Protocol naming

kgominyuk · August 4, 2022, 10:11am

Hi all,

There are two protocol naming statements in Swift Design Guidelines:

Protocols that describe what something is should read as nouns (e.g. Collection).
Protocols that describe a capability should be named using the suffixes able, ible, or ing (e.g. Equatable, ProgressReporting).

They are so broad that many articles are trying to define the naming approaches.

Could you please provide more details on what the difference is between what something is and capability?
When should SomethingProvider be used? When should SomethingProviding be used?

Gero · August 4, 2022, 11:48am

Hm, this is an interesting question for sure. Of course it all depends, but maybe it's helpful to rephrase the guidelines a bit:

"What something is": I think you could also say that this is something that you can do stuff with. Or that you can do things to. A collection is a "thing" that you can put elements into. You do something to a collection (most of the time). If you put the an instance of the protocol somewhere, you perceive it as a static part that "sits around".
"Capability" or "What something is doing": I think here the majority of the time you ask the thing to do something on its own. I admit it's a bit shaky because, e.g. checking equality of two Equatables could be seen as you doing that, but in my opinion that is more something that the two instances "do" themselves. You invoke the function, sure (just as you invoke append on collection), but the result is more the two Equatables doing the check and less you modifying them (so they are more active than passive).

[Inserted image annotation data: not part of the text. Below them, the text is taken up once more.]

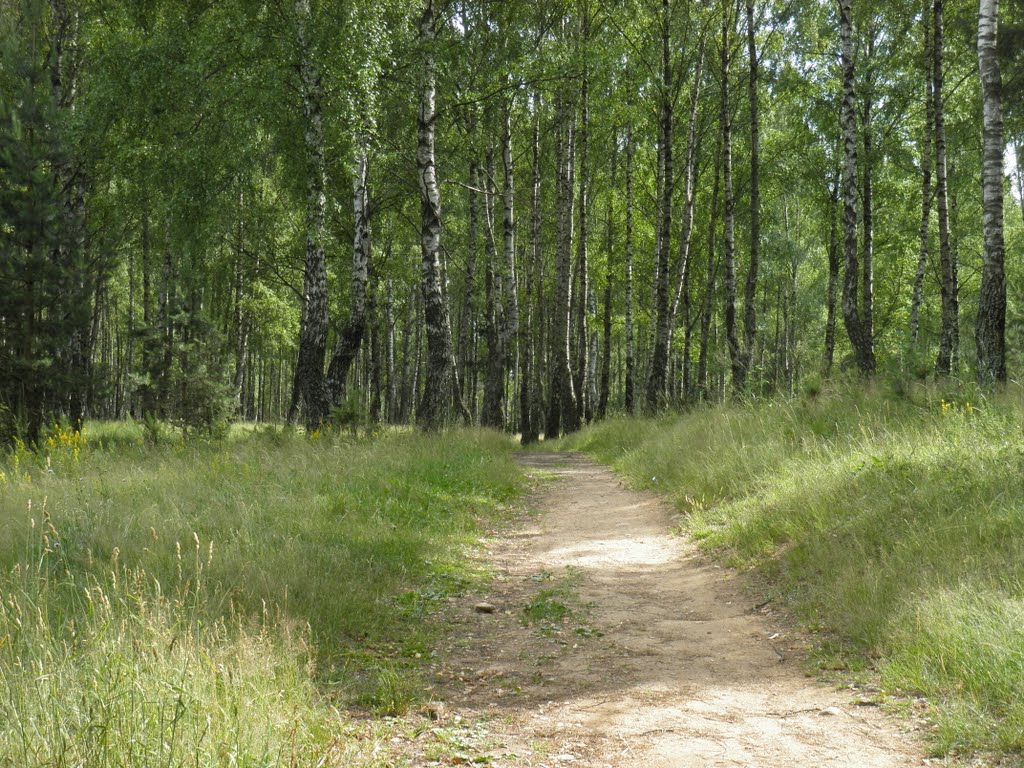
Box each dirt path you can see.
[416,454,922,768]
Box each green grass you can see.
[0,425,520,768]
[562,384,1024,753]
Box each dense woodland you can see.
[0,0,1024,442]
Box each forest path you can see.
[415,454,922,768]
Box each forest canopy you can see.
[0,0,1024,442]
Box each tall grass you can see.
[0,427,519,768]
[569,385,1024,752]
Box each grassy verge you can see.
[563,386,1024,754]
[0,425,520,768]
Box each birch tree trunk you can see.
[860,33,876,364]
[288,0,330,431]
[721,9,746,394]
[545,97,579,439]
[932,0,958,376]
[327,136,373,404]
[416,0,455,430]
[645,0,675,413]
[669,37,705,356]
[624,128,636,414]
[480,147,505,429]
[519,103,544,445]
[502,97,519,428]
[975,0,1007,386]
[910,2,935,346]
[697,126,722,400]
[839,0,874,375]
[565,68,594,431]
[822,171,840,377]
[457,157,480,417]
[742,0,761,382]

Obviously this is probably a generally very opinionated area of discussion, but I rarely have a problem following the above guidelines: If a protocol contains only (or mostly) functions, thus defining active behavior of any instance of an adopting type, I go with the -ing name. If it is about abstracting the storage of data, e.g. has associated values, properties containing things that are persisted over the lifetime of the instance, I use a noun.

itaiferber · August 4, 2022, 1:10pm

Like @Gero notes, there are no hard and fast rules here, and things are largely up to interpretation. A slightly different interpretation of these rules (that largely leads to the same results):

"Protocols that describe what something is" are tied inherently to the identity of a type: for example, an Array would be a collection of elements even if the Collection protocol did not exist, or it did not adopt it. That is central to the classification of what Array is, and a protocol describing that identity helps group similar types together
- As a note: these types of protocols are usually so fundamental to a type that they are conformed to unconditionally; e.g., an Array is a Collection regardless of what it holds
"Protocols that describe a capability" are tied inherently to additional behavior that a type can perform, which are additive to their behavior: for instance, OperationQueue is ProgressReporting, but that is not central to its identity, and it could do its job just as well if it weren't ProgressReporting
- These types of protocols are usually less fundamental to a type's existence, and may be able to be adopted conditionally (e.g. Array is Equatable only if its element type is Equatable) or in an extension externally

Personally: I would call type a SomethingProvider if providing Somethings is inherently tied to its existence as a type (an example from the codebase I work on: ViewStateProvider), and SomethingProviding if it can provide Somethings, but it's not a central point of the type's existence.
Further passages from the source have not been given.